Today's news

十一月 6, 2002

Cambridge could lose £2.5m donation
Cambridge University indicated yesterday it had no plans to return $4m (£2.5m) donated to fund a corporate governance professorship by Tyco and Dennis Kozlowski. Mr Kozlowski faces criminal charges in the US for allegedly siphoning off $600 million (£385 million) from the Tyco International corporation he used to run. Tyco lists a donation from Mr Kozlowski to Cambridge among items that he funded with improper borrowing from a corporate loan programme. The university said it had received the donation in 2000 "in fulfilment of a commitment made by Dennis Kozlowski and Tyco International". Cudous, the university's development office in the US, subsequently allocated these donations as a grant to establish the Robert AG Monks chair in corporate governance at the Judge Institute of Management. Cambridge yesterday said: "Any chair and funding is subject to ethical scrutiny and subsequent approval by the Cambridge academic community. These processes were followed."
(Financial Times, Daily Telegraph, Times)

Lecturers strike for pay equality with teachers
Tens of thousands of students missed classes yesterday when a strike by lecturers forced 40 further education colleges to close. The action was called by members of Natfhe, Unison and the Association of Teachers and Lecturers in protest at the gap in pay with school teachers, who earn up to £6,000 a year more. The Association of Colleges, which reports that vacancies for lecturers are 25 per cent higher this year, has offered staff an increase of 2.3 per cent. The unions' demand for pay parity would require an increase of 26 per cent. Another strike next Tuesday, over the costs of living in London, will disrupt all universities and colleges in the city.
(Times, Financial Times, Guardian)

Universities would do better to strike out alone
Simon Jenkins advocates independence for universities.
(Times)

Decline of sealife 'close to point of no return'
The seas around Britain are dying, according to a bleak but exhaustive study by English Nature. The North Sea food chain is half as complex now as it was in the 1880s, and the deterioration has accelerated sharply in the past two decades. The total number of fish has fallen by a third in the past quarter of a century, with almost all the large and old fish gone. The average size of plaice is now a quarter of what it was a century ago and the average size of cod has fallen from one metre long to just 35cm.
(Times, Guardian)

National Gallery may lose £500m pictures
The National Gallery, which already faces losing a Raphael worth £30 million, learned yesterday that it could be forced to part with more than 40 other Renaissance masterpieces, valued at £500 million.

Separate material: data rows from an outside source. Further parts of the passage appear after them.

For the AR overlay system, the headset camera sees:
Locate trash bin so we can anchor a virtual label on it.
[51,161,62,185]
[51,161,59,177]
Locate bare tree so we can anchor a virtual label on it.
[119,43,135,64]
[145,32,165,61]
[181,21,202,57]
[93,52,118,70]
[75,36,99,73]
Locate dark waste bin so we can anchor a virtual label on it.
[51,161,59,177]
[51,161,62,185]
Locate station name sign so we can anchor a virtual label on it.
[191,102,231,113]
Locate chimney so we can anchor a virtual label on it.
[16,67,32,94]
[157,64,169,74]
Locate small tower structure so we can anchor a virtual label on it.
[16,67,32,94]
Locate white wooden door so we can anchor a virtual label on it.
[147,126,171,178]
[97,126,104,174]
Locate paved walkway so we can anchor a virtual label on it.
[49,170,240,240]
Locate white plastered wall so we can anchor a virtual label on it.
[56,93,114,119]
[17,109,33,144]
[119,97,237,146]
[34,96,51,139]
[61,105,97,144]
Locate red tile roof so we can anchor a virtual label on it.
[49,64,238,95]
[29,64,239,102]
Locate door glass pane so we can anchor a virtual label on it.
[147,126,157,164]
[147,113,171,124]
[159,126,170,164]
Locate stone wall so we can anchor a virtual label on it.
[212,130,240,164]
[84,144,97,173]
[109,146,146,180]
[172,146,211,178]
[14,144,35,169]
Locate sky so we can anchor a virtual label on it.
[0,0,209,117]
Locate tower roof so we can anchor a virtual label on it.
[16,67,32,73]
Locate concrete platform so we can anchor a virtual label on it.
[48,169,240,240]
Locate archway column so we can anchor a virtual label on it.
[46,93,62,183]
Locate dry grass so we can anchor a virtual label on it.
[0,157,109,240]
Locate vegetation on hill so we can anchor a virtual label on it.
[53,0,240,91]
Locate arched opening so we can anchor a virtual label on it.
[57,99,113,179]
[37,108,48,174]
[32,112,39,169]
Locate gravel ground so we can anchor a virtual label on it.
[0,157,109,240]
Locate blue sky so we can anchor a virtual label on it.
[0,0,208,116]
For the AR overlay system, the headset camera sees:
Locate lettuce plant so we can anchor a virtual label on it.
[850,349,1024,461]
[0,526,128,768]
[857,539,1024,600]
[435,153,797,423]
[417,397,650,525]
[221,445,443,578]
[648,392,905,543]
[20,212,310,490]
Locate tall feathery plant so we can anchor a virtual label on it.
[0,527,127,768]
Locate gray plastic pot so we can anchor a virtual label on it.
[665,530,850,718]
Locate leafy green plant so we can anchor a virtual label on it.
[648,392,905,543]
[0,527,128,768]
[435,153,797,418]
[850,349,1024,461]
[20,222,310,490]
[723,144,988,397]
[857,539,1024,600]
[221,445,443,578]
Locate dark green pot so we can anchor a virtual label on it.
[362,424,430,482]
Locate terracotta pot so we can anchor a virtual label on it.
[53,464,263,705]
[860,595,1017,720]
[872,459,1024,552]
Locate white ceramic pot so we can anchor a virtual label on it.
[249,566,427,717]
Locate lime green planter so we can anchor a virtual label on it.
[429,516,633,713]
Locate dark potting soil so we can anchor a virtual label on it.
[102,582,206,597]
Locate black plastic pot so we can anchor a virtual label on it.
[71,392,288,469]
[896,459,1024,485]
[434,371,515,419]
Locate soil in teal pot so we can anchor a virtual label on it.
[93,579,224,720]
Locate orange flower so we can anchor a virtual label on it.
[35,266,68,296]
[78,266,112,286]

The 43 paintings, including Raphaels, Botticellis, Bellinis and Titians, were bequeathed to the National Gallery in the 1920s by Ludwig Mond, a German Jewish émigré chemist who helped found ICI. Robert Hornsby, his great-great-grandson, claimed yesterday that the gallery had betrayed the terms of the bequest.
(Daily Telegraph)

Super magnet found in space
The most powerful magnet in the known universe has been discovered by astronomers, it emerged last night. The findings, published in Astrophysical Letters , come from the first direct measurement of a magnetic field around a neutron star, the compact core left behind when a giant star collapses. The star, thought to be about 10 miles wide, is 40,000 light years away.
(Daily Telegraph)

Cornish language gets official recognition
Cornish is to be recognised as an official minority language for the first time, after a campaign lasting nearly 100 years. Ministers recognised the Celtic language was in danger of extinction and have added it to the European Charter for Regional and Minority Languages alongside others such as Welsh and Scottish Gaelic.
(Independent)

Britain's earliest leper unearthed
A child who died 3,500 years ago may be Britain's earliest known victim of leprosy, according to Julie Roberts, a biological anthropologist at Glasgow University. The evidence was taken from a skull unearthed near Dunbar, Lothian, in 1980.
(Times)

Strip club to open in Oxford
Oxford is to get its first pole-dancing club after the city's licensing committee found it had no grounds to oppose the proposal, despite widespread objection from parents, religious leaders and academics.
(Daily Telegraph)

University fundraising guru dies
Henry Drucker, the Oxford University fundraiser who brought in £341 million by persuading donors that like blood, giving a substantial donation could change their lives, has died, aged 60.